La loi du travail

En silence– Non mais c’est n’importe quoi mademoiselle, comme d’habitude. Allez sortez ! Sortez de mon bureau votre vue m’insupporte.

Adeline resta figée au centre de la pièce. Comme toujours le rouge lui était monté aux joues, la transformant en écolière prise en faute. Elle ouvrit la bouche puis la referma sans avoir dit un mot. Quand elle sentit deux petites larmes de rage perlées au coin de ses yeux elle fit demi-tour d’un seul bloc et quitta le bureau d’un pas vif. Elle serrait et desserrait les poings, la mâchoire crispée en se rendant aux toilettes du 5ème étage qui accueillaient régulièrement ses larmes. Sur le chemin, toutes les phrases qu’elle aurait pu dire se bousculaient derrière ses lèvres closes. Elle avait l’impression d’avoir avalé un hamster vivant qui lui labourait le ventre. Combien de temps encore allait-elle se laisser marcher dessus ? Combien de temps ?

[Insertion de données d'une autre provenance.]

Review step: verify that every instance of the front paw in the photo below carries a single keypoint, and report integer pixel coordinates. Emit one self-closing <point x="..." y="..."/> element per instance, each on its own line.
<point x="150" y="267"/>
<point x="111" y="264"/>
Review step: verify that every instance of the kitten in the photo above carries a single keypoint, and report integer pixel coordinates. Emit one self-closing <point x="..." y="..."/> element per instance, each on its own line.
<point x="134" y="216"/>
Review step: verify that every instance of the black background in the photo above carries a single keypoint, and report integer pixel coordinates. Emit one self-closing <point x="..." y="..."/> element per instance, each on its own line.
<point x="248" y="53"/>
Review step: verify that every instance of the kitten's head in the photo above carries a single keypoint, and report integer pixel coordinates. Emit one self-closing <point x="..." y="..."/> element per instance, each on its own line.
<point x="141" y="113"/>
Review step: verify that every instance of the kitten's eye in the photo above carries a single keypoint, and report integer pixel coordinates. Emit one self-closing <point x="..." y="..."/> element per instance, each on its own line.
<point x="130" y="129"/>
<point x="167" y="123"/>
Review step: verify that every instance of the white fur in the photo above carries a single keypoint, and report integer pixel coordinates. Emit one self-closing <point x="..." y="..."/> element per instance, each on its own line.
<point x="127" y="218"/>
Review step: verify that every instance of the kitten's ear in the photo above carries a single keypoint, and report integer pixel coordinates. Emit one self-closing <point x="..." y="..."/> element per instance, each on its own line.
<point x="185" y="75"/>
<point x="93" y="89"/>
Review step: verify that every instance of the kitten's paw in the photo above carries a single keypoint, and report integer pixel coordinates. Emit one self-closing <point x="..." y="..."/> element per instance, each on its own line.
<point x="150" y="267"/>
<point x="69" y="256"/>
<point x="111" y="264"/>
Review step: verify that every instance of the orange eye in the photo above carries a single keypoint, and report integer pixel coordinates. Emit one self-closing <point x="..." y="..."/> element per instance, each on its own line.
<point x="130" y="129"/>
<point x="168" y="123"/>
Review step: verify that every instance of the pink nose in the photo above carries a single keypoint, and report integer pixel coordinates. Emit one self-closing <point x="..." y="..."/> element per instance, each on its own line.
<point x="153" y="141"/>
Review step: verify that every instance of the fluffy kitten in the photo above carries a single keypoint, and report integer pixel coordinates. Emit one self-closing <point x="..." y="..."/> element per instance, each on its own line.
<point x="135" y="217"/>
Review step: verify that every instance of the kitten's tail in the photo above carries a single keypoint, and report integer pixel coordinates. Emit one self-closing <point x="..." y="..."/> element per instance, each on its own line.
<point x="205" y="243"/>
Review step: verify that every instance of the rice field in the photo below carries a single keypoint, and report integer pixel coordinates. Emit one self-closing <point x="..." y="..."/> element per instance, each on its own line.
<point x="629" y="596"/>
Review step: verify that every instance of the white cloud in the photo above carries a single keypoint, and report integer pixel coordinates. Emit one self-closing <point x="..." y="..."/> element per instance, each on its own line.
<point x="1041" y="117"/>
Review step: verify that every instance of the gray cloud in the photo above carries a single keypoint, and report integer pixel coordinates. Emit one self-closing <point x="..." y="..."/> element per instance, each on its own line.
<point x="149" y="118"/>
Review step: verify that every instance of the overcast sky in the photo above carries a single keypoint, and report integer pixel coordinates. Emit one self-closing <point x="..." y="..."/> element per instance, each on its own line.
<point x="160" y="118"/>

C’est comme une griffe, je peux presque sentir la morsure cuisante des doigts imaginaires sur ma joue, déjà rouge de honte. Espèce de salopard ! C’est au tour de mes yeux de me trahir. La fine pellicule d’eau salée menace de déborder. Je me refuse à laisser paraître un énième aveu de faiblesse. La boule grossit dans ma gorge, je sais qu’il est déjà trop tard. Si je parle, je fonderais en larme. Alors je fais demi-tour le corps raide, trop raide ! Je sens mon dos qui craque et je m’oblige à ne pas boiter jusqu’à la porte mais à marcher dignement. Pourquoi je ne me contiens jamais ? Pourquoi je ne suis pas une sociopathe qui ne ressentirait rien et lui trancherait la gorge dans le parking. Non moi je suis du genre : « oui monsieur », « bien monsieur », « mais je vous en prie monsieur mettez-la moi bien profond », avec cette rancœur qui me ronge le bide, qui me détruit, qui me tient en laisse jusqu’à ce que j’abdique, yeux gonflés et morve au nez.

– Ah vous êtes là ! Encore en train de chialer ! Mais c’est pas vrai, c’est une seconde nature chez vous, ma p’tite Delphine !

-umm…

– Quoi ?

– …

– Mais je n’entends rien, articulez bon Dieu !

– C’est mdle…

– Hein ? Nan mais qu’elle est cruche. Vous n’êtes déjà pas bien jolie, si en plus vous êtes stupide ! Alllezzz on est une grande fille et on ar-ti-cule bien fort.

– C’est Adeline.

– Quoi ?

– Mon nom c’est Adeline.

– Mon petit vous croyez vraiment que je peux me souvenir des noms de toutes les bonnes femmes qui bossent pour moi… si encore vous étiez baisable mais même pas ! Regardez-vous on dirait que vous êtes sous corticoïdes depuis la naissance. Ah c’est bien par charité chrétienne que je vous garde. Vous devriez être reconnaissante d’autre serait moins sympathique que moi.

Adeline eu un hoquet de terreur lorsqu’il glissa son doigt le long de sa cuisse jusqu’à soulever sa jupe.